First, it's selfish. The focus is on your heart, your needs. If someone goes into marriage thinking only about their heart and their needs it is going to be a difficult marriage. Courtship is not about you. Courtship is about your relationship with the Lord and the other person. You should guard your heart with the thought of the young man or woman who, God willing, will some day hold it for you.

Second, it is unrealistic. Sure, it sounds nice to say, "The heart of any father for their daughter is that they never know a broken heart and that they have a happy, healthy, and holy marriage" (Padgett), but we are human. God made us with desires and needs that don't turn off at the flick of a switch. That doesn't mean we should give in to them, but we must recognize that we will have them and that there is nothing wrong with that. We do not sin by thinking about food during church; we sin when we allow that thought to dwell and take root in our mind. In the same way, we do not sin when we think that the young man next to us is handsome; we sin when we wonder if he likes us and maybe he likes me and I wonder if he likes blue and what color could the curtains in our house be? Realizing that a young man is nice does not mean that you have failed to guard your heart. Thinking about him in terms of yourself does.

Finally, it is not really Godly. I know that's a strong statement and I am not trying to personally condemn those who teach or follow this approach. But it truly is not. God did not call us to a life of safety. The Lord did not say, "Come follow me." He said, "Come take up your cross and follow me." He suffered for us and we as Christians are called to emulate him.

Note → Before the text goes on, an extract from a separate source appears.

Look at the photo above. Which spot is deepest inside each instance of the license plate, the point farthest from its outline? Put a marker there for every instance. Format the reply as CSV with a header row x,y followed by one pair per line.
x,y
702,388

We fear suffering but as John Donne said, "[A]ffliction is a treasure, and scarce any man hath enough of it. No man hath affliction enough that is not matured and ripened by it, and made fit for God by that affliction." (Meditation XVII) If we wish to lead a safe and comfortable life we will not be following God. Is it truly holy to say, "I want to stay happy" or to say with the Theotokos (Mary) "Behold the handmaid of the Lord; be it unto me according to thy word" (Luke 1:38)?

It is a hard and lonesome path and I certainly do not claim to have answers but I am convinced that only by allowing God to work as He wills in our life can we find the peace that passes all understanding.

*When I say courtship I also mean the period of waiting before one actually enters into a relationship

1 comment:

Anonymous said...

I agree with your object to the me aspect but I think I disagree with all three as I don't think they are totally indepedent nor do they stop when the relationship forms, or marriage happens. I still court my wife of 25 year.

The other thing is courtship, well any relationship is a dance.

As to father's hope, having boys I know their hearts will be bruised and broke at time. You just hope it isn't too bad and they let Christ heal it.